COP28 gives green light to fund energy transition

IFR 2513 - 09 Dec 2023 - 15 Dec 2023
5 min read
Americas, EMEA, Asia
Tessa Walsh

Finance is finally starting to flow towards energy transition as evidenced by the increasing number of bankers and businesses at the UN's COP28 meeting in Dubai, with billions of US dollars of capital pledged at the meeting sending a strong message to capital markets.

Despite the customary torrent of announcements, COP28 has a very different feel to previous summits as the recognition of the role of capital and the mechanisms for deploying it take an increasingly central role in proceedings and energy transition starts to move at speed and scale.

"I think it's a very significant change from the last few years – it's exactly what we want. We want that capital to start flowing across all parts of the spectrum from big infrastructure for renewables right through to the cutting-edge technologies," said Keith Tuffley, chairman of clean energy transition and sustainability for investment banking at Citigroup.

"The momentum behind new technologies and enormous commercial opportunities is a signal to the capital markets – debt capital markets and equity capital markets – that this is really starting to accelerate."

The UAE has pushed to increase financing under its presidency of COP28 via a global climate finance framework. Governments, multilateral development banks and companies announced billions in climate cash commitments in the run-up to Finance Day on December 4 in Dubai's Expo City.

COP28 president Sultan Al Jaber said on Friday that more than US$83bn of pledges, commitments and investments had been mobilised to catalyse action across energy, nature and finance in the first five days of the event.

The creation of a new US$726m Loss and Damage fund to assist countries that are vulnerable to the effects of climate change was hailed as an early win and MDBs and climate funds pledged to scale up financing across a variety of initiatives, while the UAE announced a US$30bn "Alterra" climate-focused investment fund.

Taskforce

Other important developments for vulnerable and low-income countries included climate-resilient debt-servicing pauses for countries hit by catastrophes, and the creation of a technical taskforce to support the development and growth of sustainability-linked financing to help sovereigns achieve climate and nature goals.

US special climate envoy John Kerry said on Thursday that COP28 in its first week had "already made substantial progress on all aspects of the clean energy transition". The US, European Union and UAE co-led a pledge to triple renewables by 2030 that was signed by 118 countries, which Kerry described as a "huge economic reason for people to be looking to this transition".

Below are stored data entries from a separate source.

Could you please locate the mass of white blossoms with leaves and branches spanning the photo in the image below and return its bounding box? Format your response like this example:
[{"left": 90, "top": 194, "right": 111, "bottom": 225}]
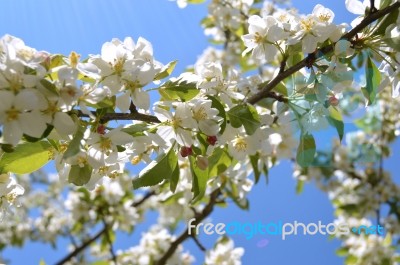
[{"left": 0, "top": 0, "right": 400, "bottom": 264}]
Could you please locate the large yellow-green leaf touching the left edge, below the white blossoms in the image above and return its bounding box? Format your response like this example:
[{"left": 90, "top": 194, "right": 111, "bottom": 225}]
[{"left": 0, "top": 141, "right": 53, "bottom": 174}]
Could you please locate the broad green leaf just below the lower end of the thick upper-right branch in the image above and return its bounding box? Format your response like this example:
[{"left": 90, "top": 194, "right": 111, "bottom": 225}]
[{"left": 228, "top": 104, "right": 261, "bottom": 135}]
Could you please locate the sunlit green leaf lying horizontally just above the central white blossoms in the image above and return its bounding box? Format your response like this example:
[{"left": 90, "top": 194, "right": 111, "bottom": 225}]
[{"left": 158, "top": 79, "right": 200, "bottom": 101}]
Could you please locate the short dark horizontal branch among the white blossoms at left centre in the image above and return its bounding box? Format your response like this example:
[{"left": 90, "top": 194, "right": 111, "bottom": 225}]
[{"left": 75, "top": 110, "right": 161, "bottom": 123}]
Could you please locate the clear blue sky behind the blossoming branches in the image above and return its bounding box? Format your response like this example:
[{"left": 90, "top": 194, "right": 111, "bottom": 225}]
[{"left": 0, "top": 0, "right": 394, "bottom": 265}]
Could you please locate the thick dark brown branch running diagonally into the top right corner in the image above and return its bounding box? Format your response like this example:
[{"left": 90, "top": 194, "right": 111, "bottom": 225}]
[{"left": 247, "top": 2, "right": 400, "bottom": 104}]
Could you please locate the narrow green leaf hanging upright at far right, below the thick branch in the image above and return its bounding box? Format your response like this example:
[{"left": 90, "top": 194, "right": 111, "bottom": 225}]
[{"left": 363, "top": 57, "right": 381, "bottom": 106}]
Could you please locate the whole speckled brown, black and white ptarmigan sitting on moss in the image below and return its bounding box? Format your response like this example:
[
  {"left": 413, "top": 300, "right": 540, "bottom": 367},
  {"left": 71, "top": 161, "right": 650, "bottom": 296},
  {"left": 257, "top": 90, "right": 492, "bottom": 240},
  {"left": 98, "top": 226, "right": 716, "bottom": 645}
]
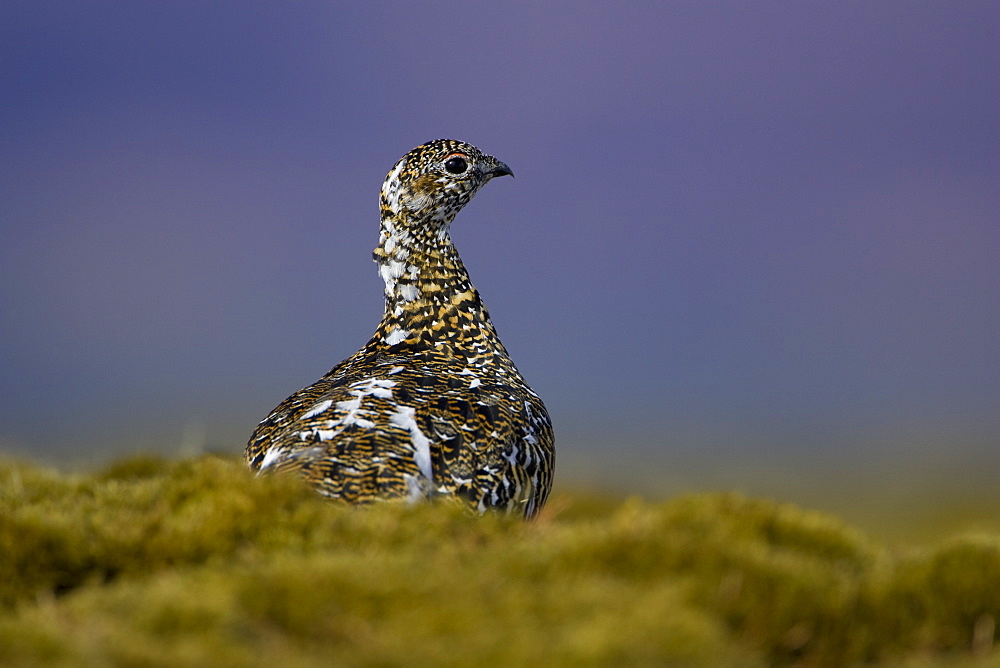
[{"left": 246, "top": 139, "right": 555, "bottom": 517}]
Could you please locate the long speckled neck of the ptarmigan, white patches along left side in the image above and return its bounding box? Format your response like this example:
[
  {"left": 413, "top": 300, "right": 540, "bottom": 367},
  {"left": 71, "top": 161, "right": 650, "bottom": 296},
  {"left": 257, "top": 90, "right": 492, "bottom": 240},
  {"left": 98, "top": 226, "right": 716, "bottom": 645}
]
[{"left": 372, "top": 216, "right": 503, "bottom": 355}]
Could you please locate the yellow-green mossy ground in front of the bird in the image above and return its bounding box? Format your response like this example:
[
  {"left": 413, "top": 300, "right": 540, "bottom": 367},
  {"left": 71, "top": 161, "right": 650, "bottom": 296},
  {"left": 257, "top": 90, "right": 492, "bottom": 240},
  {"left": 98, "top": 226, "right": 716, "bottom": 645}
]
[{"left": 0, "top": 457, "right": 1000, "bottom": 666}]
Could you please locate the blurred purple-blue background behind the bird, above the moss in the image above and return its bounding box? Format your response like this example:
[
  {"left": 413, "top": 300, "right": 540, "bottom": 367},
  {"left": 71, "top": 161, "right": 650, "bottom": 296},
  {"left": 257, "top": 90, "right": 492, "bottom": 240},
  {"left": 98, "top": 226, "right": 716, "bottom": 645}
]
[{"left": 0, "top": 1, "right": 1000, "bottom": 522}]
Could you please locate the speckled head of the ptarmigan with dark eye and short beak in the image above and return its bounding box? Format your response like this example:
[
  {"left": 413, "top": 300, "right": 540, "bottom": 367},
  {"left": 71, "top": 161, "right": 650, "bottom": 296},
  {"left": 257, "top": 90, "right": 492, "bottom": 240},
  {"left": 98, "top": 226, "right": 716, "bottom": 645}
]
[{"left": 381, "top": 139, "right": 514, "bottom": 227}]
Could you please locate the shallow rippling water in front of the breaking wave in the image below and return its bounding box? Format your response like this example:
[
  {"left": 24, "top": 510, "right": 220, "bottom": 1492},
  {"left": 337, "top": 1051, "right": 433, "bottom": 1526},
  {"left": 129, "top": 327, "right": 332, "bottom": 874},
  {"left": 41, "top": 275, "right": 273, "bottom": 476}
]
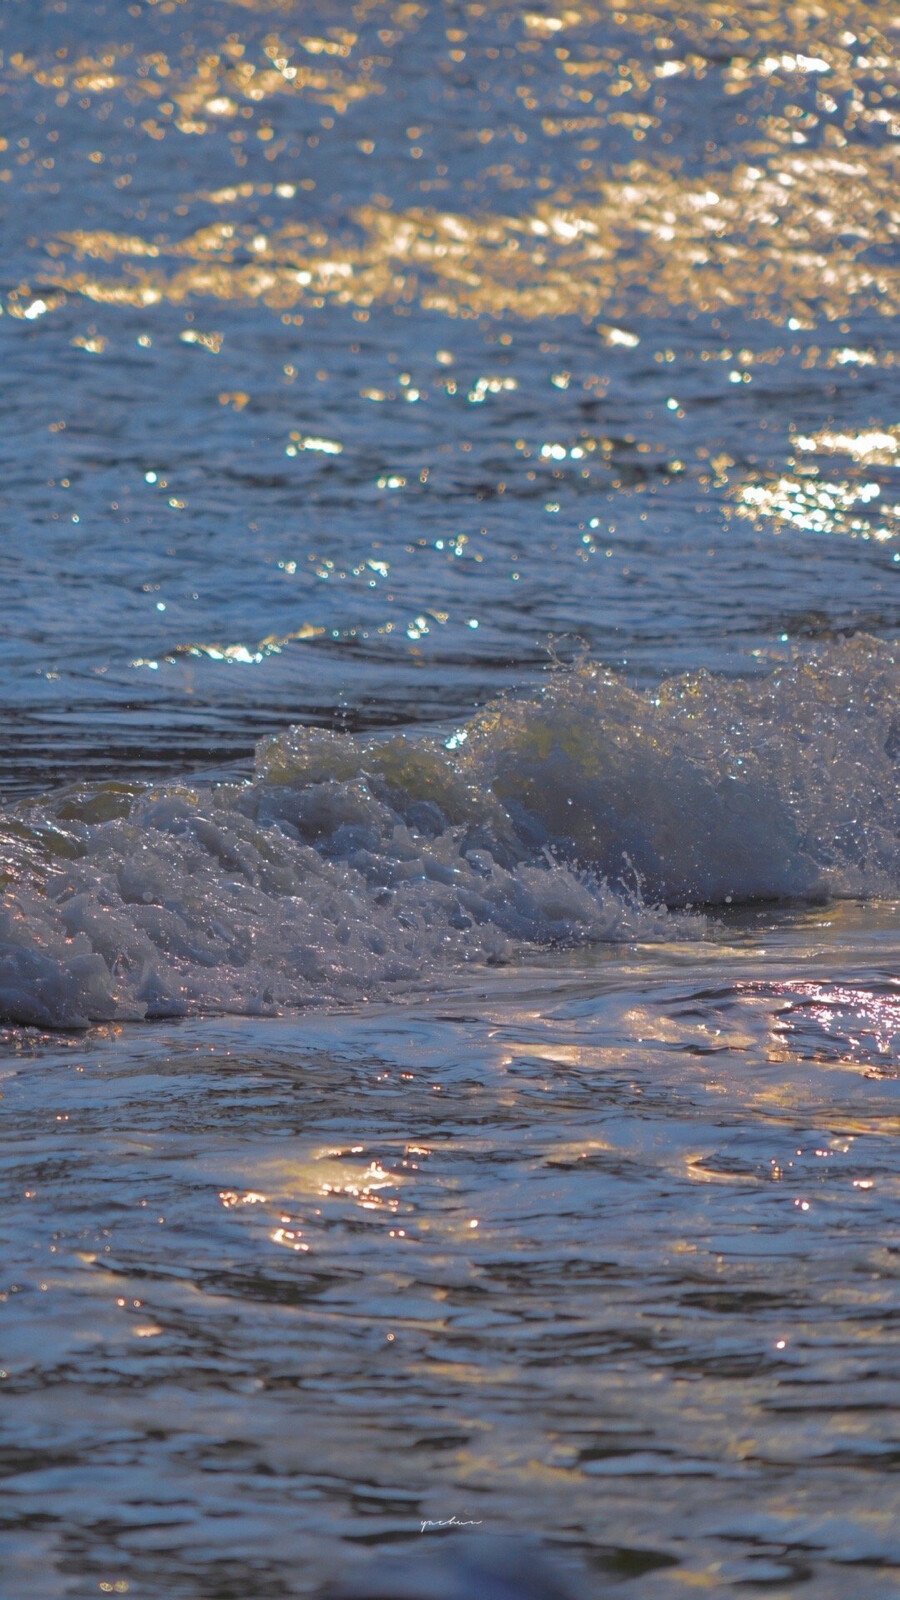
[{"left": 2, "top": 906, "right": 900, "bottom": 1597}]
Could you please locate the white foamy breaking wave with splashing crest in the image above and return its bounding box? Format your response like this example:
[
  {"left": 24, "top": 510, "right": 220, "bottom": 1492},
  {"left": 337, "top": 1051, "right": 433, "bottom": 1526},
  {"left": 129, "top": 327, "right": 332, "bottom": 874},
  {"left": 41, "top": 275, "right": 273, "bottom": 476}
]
[{"left": 0, "top": 638, "right": 900, "bottom": 1026}]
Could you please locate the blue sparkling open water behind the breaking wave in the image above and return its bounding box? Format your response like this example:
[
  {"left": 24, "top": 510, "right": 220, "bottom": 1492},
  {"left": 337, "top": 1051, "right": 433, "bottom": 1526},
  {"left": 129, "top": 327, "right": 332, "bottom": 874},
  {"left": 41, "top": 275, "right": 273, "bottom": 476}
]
[{"left": 0, "top": 0, "right": 898, "bottom": 794}]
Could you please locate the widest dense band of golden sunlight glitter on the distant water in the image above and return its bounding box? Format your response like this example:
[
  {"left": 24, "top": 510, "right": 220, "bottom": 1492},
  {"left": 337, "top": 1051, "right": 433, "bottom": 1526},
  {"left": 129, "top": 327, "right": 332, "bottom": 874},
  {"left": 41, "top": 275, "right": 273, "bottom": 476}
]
[{"left": 24, "top": 149, "right": 900, "bottom": 328}]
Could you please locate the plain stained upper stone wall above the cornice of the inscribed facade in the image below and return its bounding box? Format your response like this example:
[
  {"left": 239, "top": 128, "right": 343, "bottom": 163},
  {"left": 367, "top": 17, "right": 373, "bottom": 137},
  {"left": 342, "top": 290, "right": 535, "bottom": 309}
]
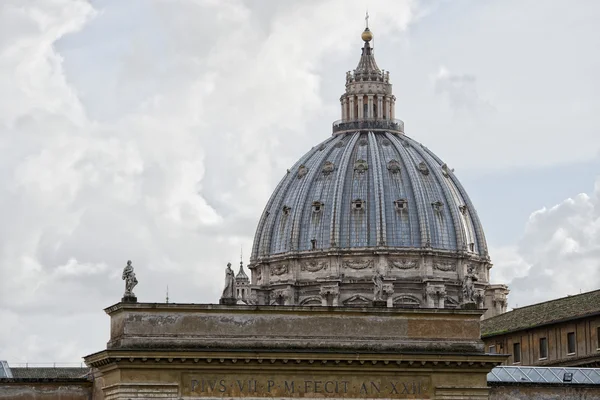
[{"left": 107, "top": 303, "right": 484, "bottom": 354}]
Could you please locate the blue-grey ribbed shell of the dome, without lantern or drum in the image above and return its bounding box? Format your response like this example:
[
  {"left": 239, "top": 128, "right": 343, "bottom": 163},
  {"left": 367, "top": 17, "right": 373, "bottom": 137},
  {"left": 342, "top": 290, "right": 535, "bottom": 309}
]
[{"left": 252, "top": 131, "right": 488, "bottom": 261}]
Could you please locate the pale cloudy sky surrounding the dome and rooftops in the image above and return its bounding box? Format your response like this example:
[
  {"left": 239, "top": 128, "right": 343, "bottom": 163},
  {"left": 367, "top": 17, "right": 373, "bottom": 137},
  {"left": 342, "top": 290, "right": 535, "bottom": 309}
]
[{"left": 0, "top": 0, "right": 600, "bottom": 364}]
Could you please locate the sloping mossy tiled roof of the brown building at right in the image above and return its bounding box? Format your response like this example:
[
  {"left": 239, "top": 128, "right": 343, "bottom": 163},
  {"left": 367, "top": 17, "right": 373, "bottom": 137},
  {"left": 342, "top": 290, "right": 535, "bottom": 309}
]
[{"left": 481, "top": 290, "right": 600, "bottom": 337}]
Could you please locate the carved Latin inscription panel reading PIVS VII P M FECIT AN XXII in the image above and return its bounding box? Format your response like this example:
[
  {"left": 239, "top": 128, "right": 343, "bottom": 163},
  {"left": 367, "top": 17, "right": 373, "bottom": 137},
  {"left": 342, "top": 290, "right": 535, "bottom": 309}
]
[{"left": 182, "top": 374, "right": 430, "bottom": 399}]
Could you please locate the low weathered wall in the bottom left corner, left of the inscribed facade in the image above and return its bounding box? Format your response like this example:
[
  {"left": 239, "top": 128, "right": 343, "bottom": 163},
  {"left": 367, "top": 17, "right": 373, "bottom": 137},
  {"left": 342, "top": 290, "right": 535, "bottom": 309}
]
[{"left": 0, "top": 379, "right": 92, "bottom": 400}]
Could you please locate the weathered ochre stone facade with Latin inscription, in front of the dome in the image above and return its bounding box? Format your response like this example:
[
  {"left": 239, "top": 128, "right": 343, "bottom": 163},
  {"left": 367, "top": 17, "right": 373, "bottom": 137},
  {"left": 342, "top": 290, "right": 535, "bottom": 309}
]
[{"left": 85, "top": 303, "right": 505, "bottom": 400}]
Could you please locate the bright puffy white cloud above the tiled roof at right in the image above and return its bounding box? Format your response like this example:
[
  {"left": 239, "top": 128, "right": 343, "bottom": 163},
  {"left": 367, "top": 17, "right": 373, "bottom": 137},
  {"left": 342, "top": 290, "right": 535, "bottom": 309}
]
[{"left": 491, "top": 178, "right": 600, "bottom": 307}]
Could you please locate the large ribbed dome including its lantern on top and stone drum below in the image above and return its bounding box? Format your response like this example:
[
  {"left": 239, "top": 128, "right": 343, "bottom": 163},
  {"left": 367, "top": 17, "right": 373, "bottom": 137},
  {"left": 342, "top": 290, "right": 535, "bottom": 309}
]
[{"left": 239, "top": 25, "right": 508, "bottom": 315}]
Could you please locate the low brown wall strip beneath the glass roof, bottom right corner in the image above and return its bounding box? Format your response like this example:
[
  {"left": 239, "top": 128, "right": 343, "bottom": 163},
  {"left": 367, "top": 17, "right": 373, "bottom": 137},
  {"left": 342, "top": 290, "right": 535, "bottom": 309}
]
[{"left": 490, "top": 385, "right": 600, "bottom": 400}]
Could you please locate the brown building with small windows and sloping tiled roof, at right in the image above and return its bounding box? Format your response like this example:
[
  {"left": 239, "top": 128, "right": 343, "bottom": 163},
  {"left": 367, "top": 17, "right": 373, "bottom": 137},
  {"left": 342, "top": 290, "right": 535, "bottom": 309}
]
[{"left": 481, "top": 290, "right": 600, "bottom": 367}]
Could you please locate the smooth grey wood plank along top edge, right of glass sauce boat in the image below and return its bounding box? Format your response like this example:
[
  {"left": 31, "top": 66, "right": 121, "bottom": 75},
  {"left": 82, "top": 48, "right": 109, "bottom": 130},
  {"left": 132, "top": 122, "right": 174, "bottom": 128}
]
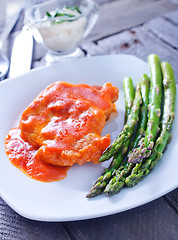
[{"left": 88, "top": 0, "right": 178, "bottom": 40}]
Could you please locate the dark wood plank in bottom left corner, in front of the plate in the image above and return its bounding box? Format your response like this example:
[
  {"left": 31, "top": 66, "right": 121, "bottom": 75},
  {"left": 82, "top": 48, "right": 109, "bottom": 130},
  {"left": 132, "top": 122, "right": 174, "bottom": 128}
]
[{"left": 0, "top": 198, "right": 71, "bottom": 240}]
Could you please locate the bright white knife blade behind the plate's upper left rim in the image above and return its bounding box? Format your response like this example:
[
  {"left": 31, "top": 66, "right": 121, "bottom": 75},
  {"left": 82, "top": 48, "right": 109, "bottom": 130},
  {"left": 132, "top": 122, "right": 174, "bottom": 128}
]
[{"left": 9, "top": 29, "right": 34, "bottom": 78}]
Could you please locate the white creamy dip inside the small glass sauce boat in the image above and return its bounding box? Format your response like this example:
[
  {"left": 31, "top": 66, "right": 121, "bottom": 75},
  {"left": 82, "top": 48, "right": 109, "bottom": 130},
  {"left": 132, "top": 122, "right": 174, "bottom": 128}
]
[{"left": 33, "top": 7, "right": 87, "bottom": 53}]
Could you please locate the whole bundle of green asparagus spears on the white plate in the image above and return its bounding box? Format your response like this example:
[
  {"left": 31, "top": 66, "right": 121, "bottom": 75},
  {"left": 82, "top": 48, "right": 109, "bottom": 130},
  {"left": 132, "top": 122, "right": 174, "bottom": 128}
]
[{"left": 86, "top": 54, "right": 176, "bottom": 198}]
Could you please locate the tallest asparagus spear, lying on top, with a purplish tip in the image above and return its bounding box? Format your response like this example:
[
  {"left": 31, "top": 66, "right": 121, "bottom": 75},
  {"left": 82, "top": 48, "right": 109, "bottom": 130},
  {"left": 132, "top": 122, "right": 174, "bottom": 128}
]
[{"left": 128, "top": 54, "right": 162, "bottom": 162}]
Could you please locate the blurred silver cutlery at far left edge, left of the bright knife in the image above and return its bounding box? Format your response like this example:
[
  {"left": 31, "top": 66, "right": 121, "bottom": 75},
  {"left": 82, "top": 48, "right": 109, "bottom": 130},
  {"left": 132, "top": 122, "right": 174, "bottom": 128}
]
[{"left": 0, "top": 3, "right": 22, "bottom": 80}]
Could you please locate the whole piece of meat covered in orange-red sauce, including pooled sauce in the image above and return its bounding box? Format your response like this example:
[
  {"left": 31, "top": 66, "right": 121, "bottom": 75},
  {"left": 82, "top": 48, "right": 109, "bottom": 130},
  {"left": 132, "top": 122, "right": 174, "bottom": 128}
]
[{"left": 5, "top": 82, "right": 118, "bottom": 182}]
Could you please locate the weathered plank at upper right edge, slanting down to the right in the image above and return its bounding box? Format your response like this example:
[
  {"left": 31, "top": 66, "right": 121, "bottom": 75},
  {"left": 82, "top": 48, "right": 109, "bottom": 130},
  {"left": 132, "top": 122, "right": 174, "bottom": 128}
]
[{"left": 144, "top": 14, "right": 178, "bottom": 49}]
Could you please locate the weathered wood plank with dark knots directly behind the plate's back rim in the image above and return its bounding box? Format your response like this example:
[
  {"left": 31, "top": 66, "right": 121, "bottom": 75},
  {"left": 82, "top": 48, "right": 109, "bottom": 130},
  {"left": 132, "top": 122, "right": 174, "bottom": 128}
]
[{"left": 82, "top": 26, "right": 178, "bottom": 82}]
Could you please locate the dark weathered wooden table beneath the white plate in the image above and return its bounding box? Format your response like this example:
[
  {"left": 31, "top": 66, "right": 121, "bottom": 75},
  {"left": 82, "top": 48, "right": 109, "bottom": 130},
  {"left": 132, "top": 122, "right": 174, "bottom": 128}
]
[{"left": 0, "top": 0, "right": 178, "bottom": 240}]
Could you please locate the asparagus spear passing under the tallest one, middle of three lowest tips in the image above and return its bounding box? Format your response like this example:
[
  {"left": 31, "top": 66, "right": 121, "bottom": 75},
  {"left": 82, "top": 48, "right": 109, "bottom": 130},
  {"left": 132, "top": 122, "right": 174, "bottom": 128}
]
[{"left": 104, "top": 74, "right": 149, "bottom": 196}]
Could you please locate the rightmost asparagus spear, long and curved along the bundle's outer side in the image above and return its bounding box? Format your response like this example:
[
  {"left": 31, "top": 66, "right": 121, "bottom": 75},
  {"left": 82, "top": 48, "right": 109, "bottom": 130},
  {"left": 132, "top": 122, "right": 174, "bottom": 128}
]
[{"left": 125, "top": 62, "right": 176, "bottom": 187}]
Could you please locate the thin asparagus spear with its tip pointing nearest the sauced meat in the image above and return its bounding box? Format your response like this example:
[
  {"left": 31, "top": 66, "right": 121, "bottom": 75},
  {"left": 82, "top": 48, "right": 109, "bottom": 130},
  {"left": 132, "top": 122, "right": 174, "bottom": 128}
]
[{"left": 99, "top": 81, "right": 142, "bottom": 162}]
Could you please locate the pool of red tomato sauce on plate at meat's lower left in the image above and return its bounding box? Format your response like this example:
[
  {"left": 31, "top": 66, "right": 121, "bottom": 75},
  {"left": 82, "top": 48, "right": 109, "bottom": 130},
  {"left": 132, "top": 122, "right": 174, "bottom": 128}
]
[{"left": 5, "top": 128, "right": 69, "bottom": 182}]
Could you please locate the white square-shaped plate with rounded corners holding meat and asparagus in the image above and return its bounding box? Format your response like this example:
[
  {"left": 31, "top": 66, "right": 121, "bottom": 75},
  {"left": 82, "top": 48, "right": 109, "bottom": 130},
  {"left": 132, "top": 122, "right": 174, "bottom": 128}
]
[{"left": 0, "top": 55, "right": 178, "bottom": 221}]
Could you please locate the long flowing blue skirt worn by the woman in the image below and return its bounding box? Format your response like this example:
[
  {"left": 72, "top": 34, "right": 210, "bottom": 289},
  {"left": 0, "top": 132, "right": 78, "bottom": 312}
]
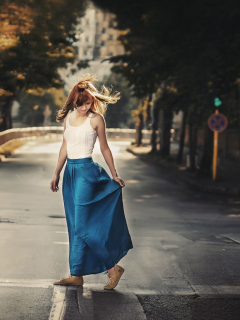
[{"left": 62, "top": 158, "right": 133, "bottom": 276}]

While this ambition is reassuring for capital allocation, the target is not without problems. A report by KPMG has identified 10 critical obstacles to scaling up renewables at such a rapid rate that include permits, supply chain delays, access to critical minerals and higher interest rates.

"Notwithstanding the dramatic growth in renewable energy, the renewable energy industry is not yet ready to act as a substitute for fossil fuel-based energy generation," said Mike Hayes, head of renewable energy at KPMG and one of the report's authors. He favours collective action but said there is "no easy fix".

Pledges by some 50 oil and natural gas companies to cut carbon emissions to net zero by 2050 and methane emissions to near zero by 2030 were also greeted with scepticism, with critics calling them too little, too late because the proportion of total capex that the sector allocates to climate solutions remains low.

More ... bankers

While many bankers were busy with client meetings, their noticeably increased presence at COP28 is also due to the implementation of targets by Net Zero Banking Alliance members, part of the broader Glasgow Financial Alliance for Net Zero, which was the centrepiece of COP26 in 2021 in the UK.

Banks have been developing systems, analyses and measurement techniques to understand the baseline of financed emissions across their lending portfolios and setting 2030 targets that are aligned with 1.5 degrees of global warming. They are starting to make decisions about allocating capital to clients that will be driven by technological advances.

"This increased presence is really a signal that the private sector is now in motion, and is beginning to grasp the scale of the opportunities ahead," said Thomas Hohne-Sparborth, head of sustainability research at Lombard Odier Investment Managers.

"At COP, the tone of the conversation in the financial industry is rapidly changing. A substantial evolution in financing mechanisms or mindset will be required. Opportunities and financing requirements of the transition cut across all asset classes," he said.

Progress on climate finance at COP28 is crucial to laying the groundwork for an even more ambitious “New Collective Quantified Goal” being pushed by the United Nations. The goal – linked to countries' nationally determined contributions – is to raise the floor on climate finance above the current US$100bn annual target. Parties are expected to agree a new goal at COP29 at the end of 2024.